Thermochemistry and Kinetics

• Energy Changes:

  • Endothermic: Heat is absorbed ($\Delta H$ is positive). Bonds are generally broken.

  • Exothermic: Heat is released ($\Delta H$ is negative). Bonds are generally formed.

• Reaction Rates: Increased by high temperature, high concentration, high surface area (using powder instead of a bar), and the addition of a catalyst.

  • Catalysts: Lower the activation energy by providing an alternate reaction pathway.

• Equilibrium:

  • Reached when the rate of the forward reaction equals the rate of the reverse reaction.

  • The concentrations of products and reactants remain constant (not necessarily equal).

• Le Chatelier's Principle: If a system at equilibrium is stressed (change in concentration, pressure, or temp), the system shifts to counteract the stress.

  • Adding reactant ($A$) causes a shift to the right to produce more product ($C$).

Redox and Electrochemistry

• Oxidation and Reduction (OIL RIG):

  • Oxidation Is Losing electrons ($\text{charge increases/more positive}$).

  • Reduction Is Gaining electrons ($\text{charge decreases/more negative}$).

• Electrochemical Cells:

  • Anode: Where oxidation occurs ("An Ox"); it is negative in voltaic cells and generally shrinks in size.

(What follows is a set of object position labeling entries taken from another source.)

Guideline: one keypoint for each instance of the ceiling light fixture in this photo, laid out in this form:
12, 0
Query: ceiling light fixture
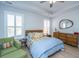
52, 1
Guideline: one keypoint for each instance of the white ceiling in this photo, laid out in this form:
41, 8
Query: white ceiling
44, 8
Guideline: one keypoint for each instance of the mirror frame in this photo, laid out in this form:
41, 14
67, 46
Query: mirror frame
65, 20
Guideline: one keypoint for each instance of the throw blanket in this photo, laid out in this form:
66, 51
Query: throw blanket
38, 48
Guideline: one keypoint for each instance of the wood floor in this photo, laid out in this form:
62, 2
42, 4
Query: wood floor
69, 52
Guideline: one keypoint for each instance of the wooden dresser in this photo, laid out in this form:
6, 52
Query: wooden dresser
67, 38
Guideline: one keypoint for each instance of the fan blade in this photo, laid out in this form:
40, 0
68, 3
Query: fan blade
42, 1
51, 5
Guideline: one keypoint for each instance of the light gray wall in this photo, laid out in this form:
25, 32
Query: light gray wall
72, 14
31, 20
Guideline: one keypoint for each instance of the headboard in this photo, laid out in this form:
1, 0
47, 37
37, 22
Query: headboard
27, 31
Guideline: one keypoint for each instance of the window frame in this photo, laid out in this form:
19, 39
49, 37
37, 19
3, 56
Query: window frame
6, 21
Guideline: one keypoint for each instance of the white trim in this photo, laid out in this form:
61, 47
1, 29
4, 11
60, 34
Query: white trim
5, 22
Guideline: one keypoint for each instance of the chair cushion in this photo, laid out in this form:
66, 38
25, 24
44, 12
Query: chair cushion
16, 54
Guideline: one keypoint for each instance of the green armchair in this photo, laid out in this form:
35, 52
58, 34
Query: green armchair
14, 51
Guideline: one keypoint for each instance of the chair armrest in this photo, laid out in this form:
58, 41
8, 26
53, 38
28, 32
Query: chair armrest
17, 43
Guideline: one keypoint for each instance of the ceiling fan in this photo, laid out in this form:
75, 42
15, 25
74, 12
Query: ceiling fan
51, 2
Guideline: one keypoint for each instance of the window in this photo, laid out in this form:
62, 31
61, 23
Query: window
46, 27
14, 25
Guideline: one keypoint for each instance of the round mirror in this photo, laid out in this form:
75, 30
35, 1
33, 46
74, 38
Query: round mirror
65, 23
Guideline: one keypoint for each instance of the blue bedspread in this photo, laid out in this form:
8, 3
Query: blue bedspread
42, 46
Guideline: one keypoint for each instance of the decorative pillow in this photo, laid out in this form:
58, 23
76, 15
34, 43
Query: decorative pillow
8, 45
4, 45
37, 35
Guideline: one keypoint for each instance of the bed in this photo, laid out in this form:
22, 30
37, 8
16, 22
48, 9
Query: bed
42, 47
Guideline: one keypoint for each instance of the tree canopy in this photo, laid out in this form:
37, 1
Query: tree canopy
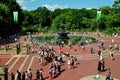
43, 20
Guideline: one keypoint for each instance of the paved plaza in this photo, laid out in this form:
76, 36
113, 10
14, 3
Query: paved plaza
86, 69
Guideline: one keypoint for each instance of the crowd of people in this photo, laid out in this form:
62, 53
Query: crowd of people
47, 55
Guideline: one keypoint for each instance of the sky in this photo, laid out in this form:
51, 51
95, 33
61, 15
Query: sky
53, 4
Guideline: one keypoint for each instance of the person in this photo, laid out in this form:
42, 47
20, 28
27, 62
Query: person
30, 74
12, 76
91, 50
26, 75
37, 74
108, 74
99, 66
23, 76
41, 74
72, 63
99, 52
6, 72
112, 55
59, 66
103, 65
18, 75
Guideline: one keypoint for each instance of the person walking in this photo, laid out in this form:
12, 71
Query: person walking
30, 74
41, 74
108, 74
37, 74
99, 66
12, 76
23, 76
103, 65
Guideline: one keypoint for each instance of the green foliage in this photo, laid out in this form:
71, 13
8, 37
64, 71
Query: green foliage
44, 20
111, 31
45, 38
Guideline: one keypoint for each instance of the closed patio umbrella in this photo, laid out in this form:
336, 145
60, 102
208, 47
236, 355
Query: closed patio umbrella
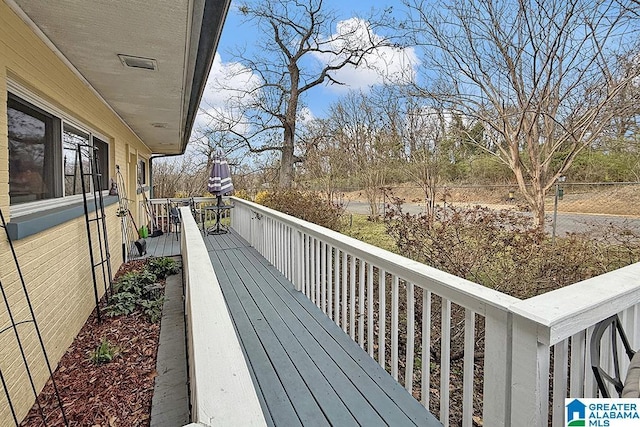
219, 182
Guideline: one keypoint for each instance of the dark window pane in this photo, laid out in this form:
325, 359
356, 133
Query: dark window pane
76, 154
142, 172
30, 153
102, 154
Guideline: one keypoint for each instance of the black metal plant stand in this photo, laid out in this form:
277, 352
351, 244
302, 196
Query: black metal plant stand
97, 216
31, 319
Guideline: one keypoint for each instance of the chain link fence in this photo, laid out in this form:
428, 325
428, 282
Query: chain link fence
569, 207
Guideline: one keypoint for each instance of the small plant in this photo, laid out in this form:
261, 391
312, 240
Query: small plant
129, 282
307, 205
162, 267
104, 353
121, 303
152, 308
146, 277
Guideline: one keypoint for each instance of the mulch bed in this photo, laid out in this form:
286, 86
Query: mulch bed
115, 394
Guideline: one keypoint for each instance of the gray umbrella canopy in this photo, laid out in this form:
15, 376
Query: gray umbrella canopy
220, 177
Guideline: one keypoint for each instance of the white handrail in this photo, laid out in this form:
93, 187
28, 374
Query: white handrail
338, 272
222, 392
341, 275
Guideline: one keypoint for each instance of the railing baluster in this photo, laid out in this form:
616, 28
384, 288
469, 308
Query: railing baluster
445, 367
336, 290
560, 371
307, 266
370, 310
411, 332
345, 283
394, 325
382, 317
425, 354
317, 284
352, 299
467, 377
361, 307
329, 282
576, 387
323, 292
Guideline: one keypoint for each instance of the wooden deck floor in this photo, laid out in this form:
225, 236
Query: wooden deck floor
166, 245
307, 371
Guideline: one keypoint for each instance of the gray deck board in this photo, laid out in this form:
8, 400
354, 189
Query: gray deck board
170, 404
347, 353
319, 372
306, 370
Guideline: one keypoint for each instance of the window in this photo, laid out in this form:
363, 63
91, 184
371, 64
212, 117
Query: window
76, 155
142, 172
32, 152
46, 153
102, 160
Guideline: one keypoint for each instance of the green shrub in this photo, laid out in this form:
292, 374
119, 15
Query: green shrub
152, 309
162, 267
307, 205
104, 353
503, 250
121, 303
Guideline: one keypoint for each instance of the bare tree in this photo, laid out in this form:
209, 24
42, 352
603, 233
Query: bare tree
301, 46
366, 129
543, 77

  • Cathode: Where reduction occurs ("Red Cat"); it is positive and generally grows in size.

  • Voltaic/Galvanic Cell: Spontaneous; generates electricity (a battery).

  • Electrolytic Cell: Non-spontaneous; requires an external battery/power source.

  • Salt Bridge: Allows for the flow of ions to keep the solutions neutral.

Nuclear Chemistry

• Radioactivity: Spontaneous breakdown of an unstable nucleus.

• Types of Emissions:

  1. Alpha Decay: Emissions of a Helium nucleus ($\text{}_{2}^{4}\text{He}$). Least penetrating; stopped by skin/paper.

  2. Beta Decay: Emission of an electron ($\text{}_{-1}^{0}\text{e}$). Stopped by aluminum foil.

  3. Positron Emission: Emission of a positively charged electron ($\text{}_{+1}^{0}\text{e}$).

  4. Gamma Radiation: Pure energy ($\gamma$). Most penetrating and dangerous; stopped by lead/concrete.

• Nuclear Processes:

  • Fission: Splitting a heavy nucleus into lighter nuclei (used in power plants).

  • Fusion: Combining light nuclei into a heavier nucleus (happens in the sun; releases more energy than fission).

• Half-Life: The time required for half of a radioactive sample to decay.     $\text{Remaining amount} = \text{Initial amount} \times \left(\frac{1}{2}\right)^{\frac{t}{h}}$     where $t$ is time elapsed and $h$ is the half-life period.